Allegedly, she had called the police for protection as she was being assaulted by a group of Black girls. The officer shot her four times within minutes of arriving at the scene, reminiscent of the erringly similar 2014 killing of 12- year-old Tamir Rice in Cleveland, Ohio as he played with a toy gun in a local park.

The prevailing view is that the solution to this epidemic of preventable fatalities is better training of police in how to do their jobs. Many believe that instruction in implicit bias, use of force, and cultural awareness are solutions to a reversal of these ongoing disasters. But race emerges as the key factor.

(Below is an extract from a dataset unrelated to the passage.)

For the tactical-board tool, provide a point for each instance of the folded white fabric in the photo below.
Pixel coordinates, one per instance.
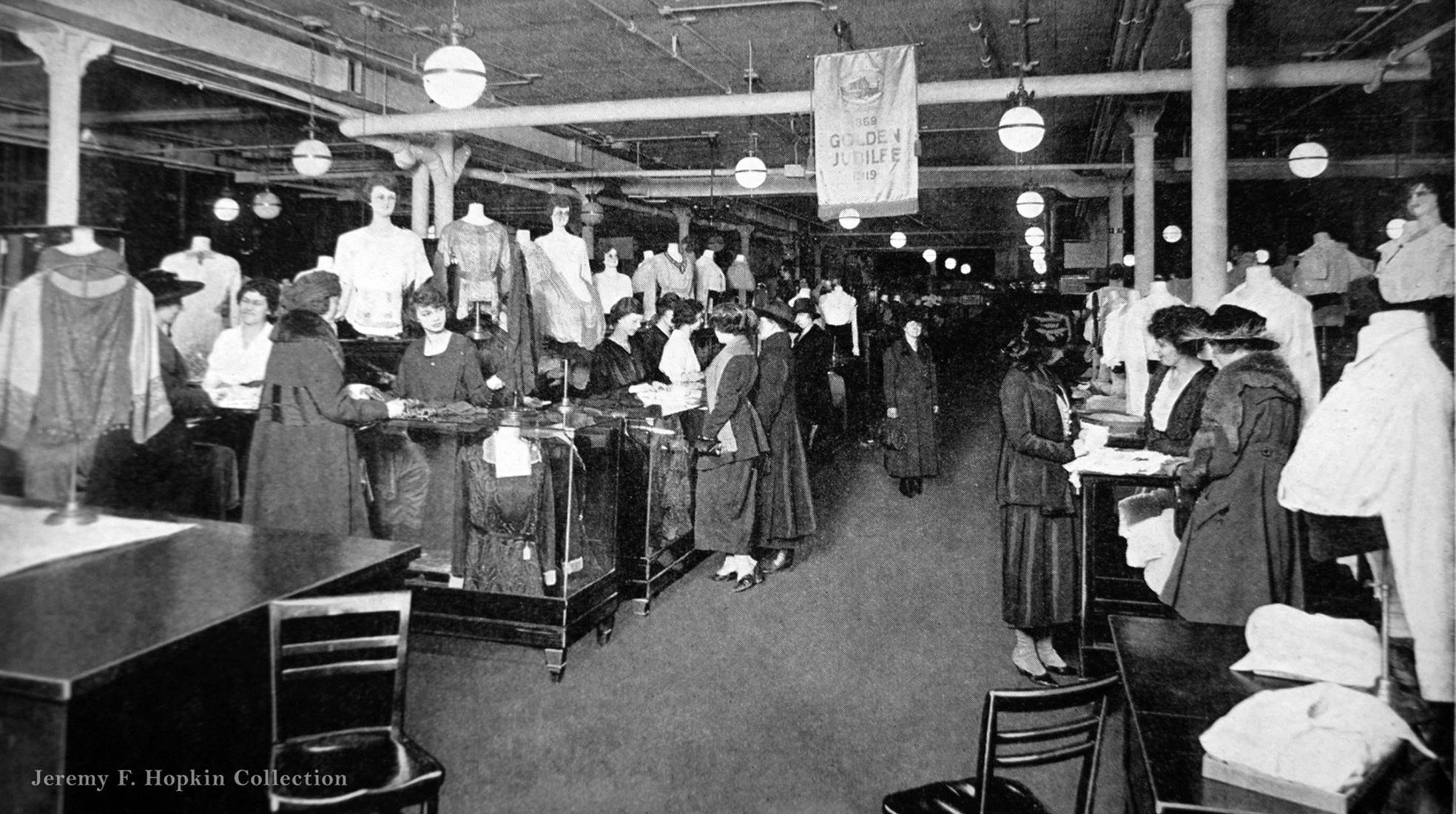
(1311, 647)
(1146, 522)
(1321, 736)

When White cops encounter White citizens, no matter their level of mental illness, their possession of deadly firearms, and menacing demeanors, they are likely to be apprehended with a minimum of violence or physical struggle. Somehow, police officers’ past preparation appears to be sufficient in those instances.

It is only when White officers come upon people of color, irrespective of their observed behavior, education, personal comportment, and compliant attitudes, that their propensity to respond in an unnecessarily intimidating and violent manner emerges. Race seems to trigger their behavior.

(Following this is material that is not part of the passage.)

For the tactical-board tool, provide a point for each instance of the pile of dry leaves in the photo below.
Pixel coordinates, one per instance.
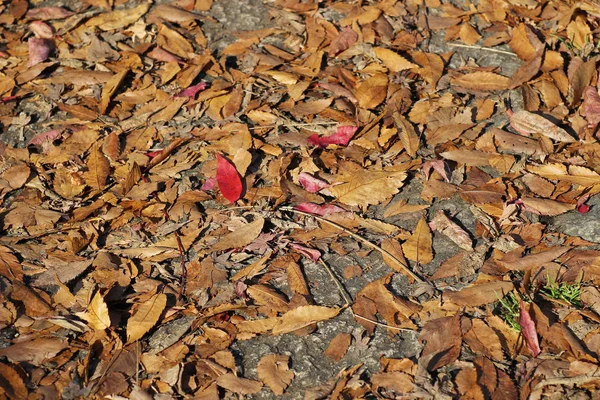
(162, 196)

But we must be mindful of the fact that had it not been for the quick thinking and steely tenacity of 17-year-old Darnella Frazier, who filmed the street lynching of George Floyd and posted it on the Internet, there would have been no guilty verdicts and no punishment for Derek Chauvin, who displayed his depraved indifference to the suffering of Mr. Floyd and his power over a Black man, while he kneeled on his neck, with a smirk on his face.

The Minneapolis Police Department had already submitted an internal report that stated that George Floyd died from a medical emergency after they transported him to the hospital. This ‘Big Lie’ was the core of the defense used by Chauvin’s attorney to sow reasonable doubt.

Also, the killing of Daunte Wright, a 20-year-old Black male, 10 miles away in Brooklyn Center, Minnesota, at a traffic stop during the trial, likely impacted the guilty verdicts for Derek Chauvin. Officer Kim Potter shot Daunte in the chest - supposedly accidentally - while believing she was reaching for her Taser. A 26-year veteran on the Brooklyn Center police force, it is interesting that she was teaching younger officers how to be good cops during this incident.

Thus, a confluence of external factors, of which the Chauvin jury was aware, probably contributed to their decision-making. These unique realities did not occur in the other cases of White cops killing Blacks and other citizens of color. Therefore, the Chauvin convictions may be isolated outliers in a sea of police impunity from prosecution.

As a nation, Congress needs to pass The George Floyd Justice in Policing Act which would:

  • Work to End Racial & Religious Profiling,

  • Save Lives by Banning Chokeholds & No-Knock Warrants,

  • Hold Police Accountable in Court,

  • Empower the Department of Justice to Investigate Police Misconduct,

  • Change the Culture of Law Enforcement with Training to Build Integrity and Trust, and

  • Improve Transparency by Collecting Data on Police Misconduct and Use-of-Force.”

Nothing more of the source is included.